The World Bank Group is committed to working toward sustainable development, and at our event on 'Green Transitions', I was pleased to host U.S. Special Presidential Envoy for Climate John Kerry, Indonesian Minister of Finance Sri Mulyani Indrawati, and Macquarie Group MD and CEO Shemara Wikramanayake for an excellent discussion of climate change priorities including the financing of the infrastructure needed to achieve lower carbon intensity. In my first two years as World Bank Group President, we delivered the largest climate investments in our institution's history - and we're on track to do even more.

Deploying vaccines in developing countries will be key to a global recovery. At our Spring Meetings event on 'Vaccines for Developing Countries', I noted the importance greater transparency in contracting arrangements to increase vaccine access for developing countries and vaccine production.

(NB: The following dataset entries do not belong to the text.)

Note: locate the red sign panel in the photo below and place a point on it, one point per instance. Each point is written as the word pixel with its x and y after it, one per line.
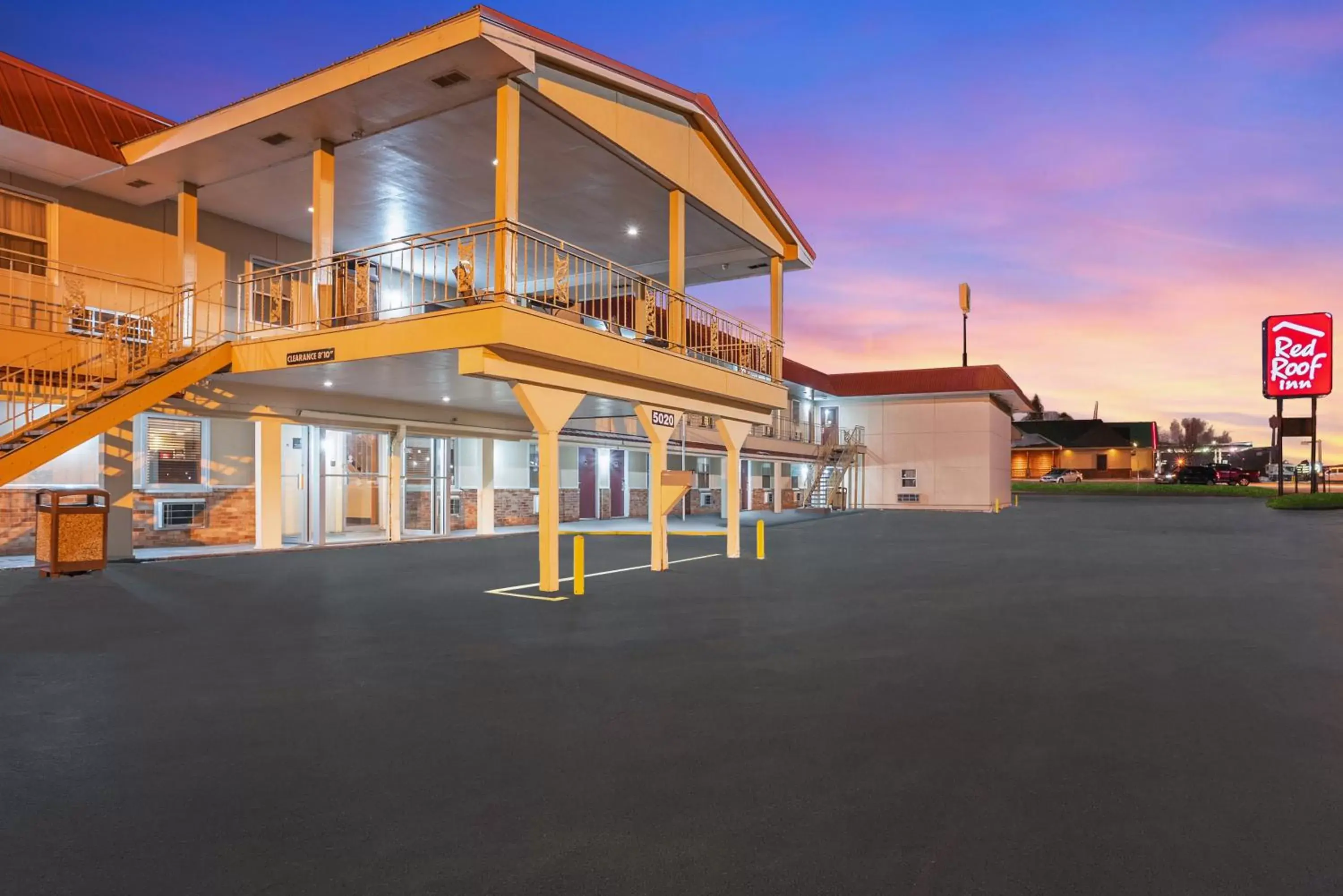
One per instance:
pixel 1298 355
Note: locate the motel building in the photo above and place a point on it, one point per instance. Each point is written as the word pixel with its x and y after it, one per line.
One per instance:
pixel 434 289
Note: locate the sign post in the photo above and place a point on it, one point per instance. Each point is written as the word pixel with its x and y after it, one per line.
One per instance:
pixel 1298 363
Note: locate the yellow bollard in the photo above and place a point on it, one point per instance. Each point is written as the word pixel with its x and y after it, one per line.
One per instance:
pixel 578 566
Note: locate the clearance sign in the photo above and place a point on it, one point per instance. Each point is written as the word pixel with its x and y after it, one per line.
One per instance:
pixel 1299 355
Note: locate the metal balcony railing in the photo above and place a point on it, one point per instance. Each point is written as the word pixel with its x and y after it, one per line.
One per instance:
pixel 496 262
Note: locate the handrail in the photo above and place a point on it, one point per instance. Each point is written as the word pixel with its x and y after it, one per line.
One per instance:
pixel 120 347
pixel 492 262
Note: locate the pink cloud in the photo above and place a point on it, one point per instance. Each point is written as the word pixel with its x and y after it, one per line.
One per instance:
pixel 1286 39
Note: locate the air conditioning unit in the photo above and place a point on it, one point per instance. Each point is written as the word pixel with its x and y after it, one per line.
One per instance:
pixel 179 514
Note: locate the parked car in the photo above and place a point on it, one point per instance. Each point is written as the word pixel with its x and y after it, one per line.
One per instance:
pixel 1229 475
pixel 1196 475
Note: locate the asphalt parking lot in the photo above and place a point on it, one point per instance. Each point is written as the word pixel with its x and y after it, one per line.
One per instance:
pixel 1078 696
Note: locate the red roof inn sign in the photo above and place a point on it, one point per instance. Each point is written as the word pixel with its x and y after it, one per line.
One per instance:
pixel 1299 355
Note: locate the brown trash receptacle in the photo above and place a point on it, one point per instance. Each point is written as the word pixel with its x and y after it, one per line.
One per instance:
pixel 72 531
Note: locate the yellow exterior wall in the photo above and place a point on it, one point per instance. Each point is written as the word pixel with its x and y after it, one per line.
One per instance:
pixel 667 143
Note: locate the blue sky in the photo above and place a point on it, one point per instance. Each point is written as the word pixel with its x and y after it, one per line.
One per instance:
pixel 1130 187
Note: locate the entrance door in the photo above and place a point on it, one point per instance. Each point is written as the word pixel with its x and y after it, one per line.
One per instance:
pixel 587 484
pixel 617 484
pixel 293 484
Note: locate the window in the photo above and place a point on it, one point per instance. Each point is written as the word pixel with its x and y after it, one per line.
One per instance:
pixel 23 234
pixel 179 515
pixel 172 451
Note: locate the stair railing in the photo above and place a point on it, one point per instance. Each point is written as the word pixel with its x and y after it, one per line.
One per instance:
pixel 112 348
pixel 848 459
pixel 829 444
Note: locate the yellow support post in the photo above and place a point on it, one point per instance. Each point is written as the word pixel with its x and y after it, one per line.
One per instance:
pixel 578 566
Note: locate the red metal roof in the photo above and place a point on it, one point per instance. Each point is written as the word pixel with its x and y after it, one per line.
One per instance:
pixel 45 105
pixel 984 378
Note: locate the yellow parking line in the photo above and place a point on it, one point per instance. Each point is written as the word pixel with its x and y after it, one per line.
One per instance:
pixel 512 592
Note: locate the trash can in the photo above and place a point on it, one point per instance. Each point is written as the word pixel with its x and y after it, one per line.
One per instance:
pixel 72 531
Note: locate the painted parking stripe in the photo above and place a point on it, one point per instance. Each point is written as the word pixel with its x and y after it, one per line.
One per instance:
pixel 512 590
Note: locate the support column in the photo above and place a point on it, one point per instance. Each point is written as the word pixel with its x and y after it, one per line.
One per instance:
pixel 187 272
pixel 777 317
pixel 676 270
pixel 659 434
pixel 548 410
pixel 395 486
pixel 268 484
pixel 508 115
pixel 734 434
pixel 485 495
pixel 324 222
pixel 119 475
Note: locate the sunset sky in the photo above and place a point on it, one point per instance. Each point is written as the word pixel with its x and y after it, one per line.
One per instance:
pixel 1129 187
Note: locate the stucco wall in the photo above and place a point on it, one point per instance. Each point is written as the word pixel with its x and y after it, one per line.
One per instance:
pixel 959 449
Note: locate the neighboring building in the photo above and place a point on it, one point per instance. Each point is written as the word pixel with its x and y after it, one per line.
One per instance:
pixel 935 438
pixel 1100 451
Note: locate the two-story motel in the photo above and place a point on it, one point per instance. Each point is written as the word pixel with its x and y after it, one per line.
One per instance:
pixel 438 286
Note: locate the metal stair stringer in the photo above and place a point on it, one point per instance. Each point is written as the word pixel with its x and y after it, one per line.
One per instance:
pixel 85 426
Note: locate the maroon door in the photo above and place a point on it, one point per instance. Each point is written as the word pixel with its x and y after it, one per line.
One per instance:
pixel 587 484
pixel 617 484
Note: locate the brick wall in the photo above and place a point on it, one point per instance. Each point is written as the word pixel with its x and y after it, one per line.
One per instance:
pixel 513 507
pixel 692 503
pixel 569 506
pixel 18 522
pixel 230 519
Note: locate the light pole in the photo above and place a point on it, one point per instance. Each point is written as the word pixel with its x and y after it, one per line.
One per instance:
pixel 965 324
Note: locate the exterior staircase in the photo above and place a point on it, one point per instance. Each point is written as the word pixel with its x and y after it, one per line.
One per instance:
pixel 836 459
pixel 61 397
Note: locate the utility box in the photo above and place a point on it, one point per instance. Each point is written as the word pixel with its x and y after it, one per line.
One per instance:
pixel 72 531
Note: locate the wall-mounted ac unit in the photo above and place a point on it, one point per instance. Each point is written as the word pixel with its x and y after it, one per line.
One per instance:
pixel 179 514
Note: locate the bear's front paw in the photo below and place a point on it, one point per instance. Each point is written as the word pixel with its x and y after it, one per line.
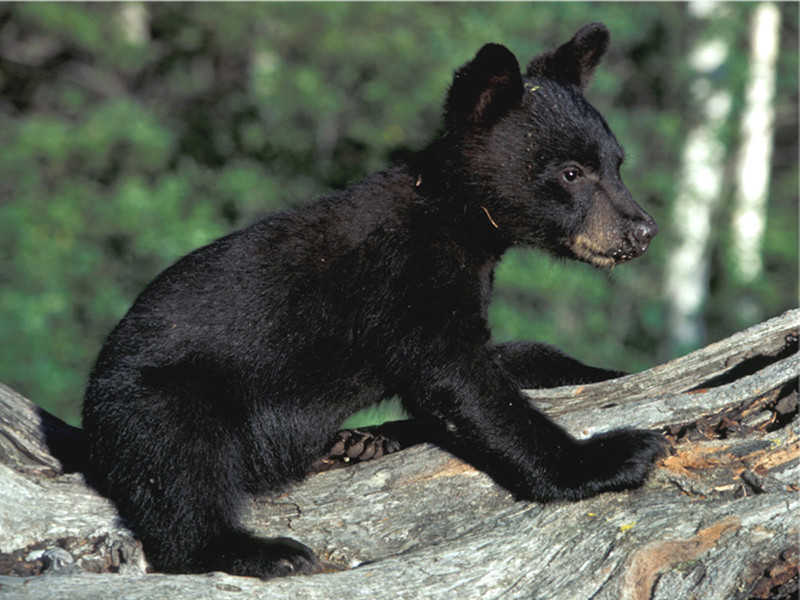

My thanks to Pope Francis, WHO Director-General Tedros Adhanom Ghebreyesus, WTO Director-General Ngozi Okonjo-Iweala, UNICEF Executive Director Henriette Fore, GAVI CEO Seth Berkley, and all those who participated.

I was pleased to close out the week by speaking with the Development Committee. As the principal forum in which the governments of developed and developing countries, and both creditor and borrower countries, come together with a primary focus on development and resource needs for developing countries, its role is unique and truly essential as we work to rebuild from COVID-19.In my remarks, I emphasized the importance of addressing debt sustainability and transparency, COVID-19 vaccines, and the need for long-run strategies that help countries achieve green, resilient, and inclusive development.

Throughout our Spring Meetings, I was very pleased to meet bilaterally with a number of leaders, including:

I was glad to meet with African Ministers of Finance, Planning and Economic Development; G24 Ministers and Governors; The Bretton Woods Committee; G7 Finance Ministers and Central Bank Governors; the Coalition of Finance Ministers for Climate Action; and others.

Finally, I would like to thank Kristalina Georgieva for the IMF's co-hosting of the Spring Meetings. The ongoing close collaboration between our institutions on debt, climate, and other key issues is strong, and our staffs will continue to work together toward a truly resilient global recovery.

I appreciate very much all of our staff and partners who came together to make this year's Spring Meetings an informative and productive event. As we work to rebuild, I am positive that we can together generate a recovery that ensures a broad and lasting rise in prosperity across the world, especially for the poorest and most vulnerable.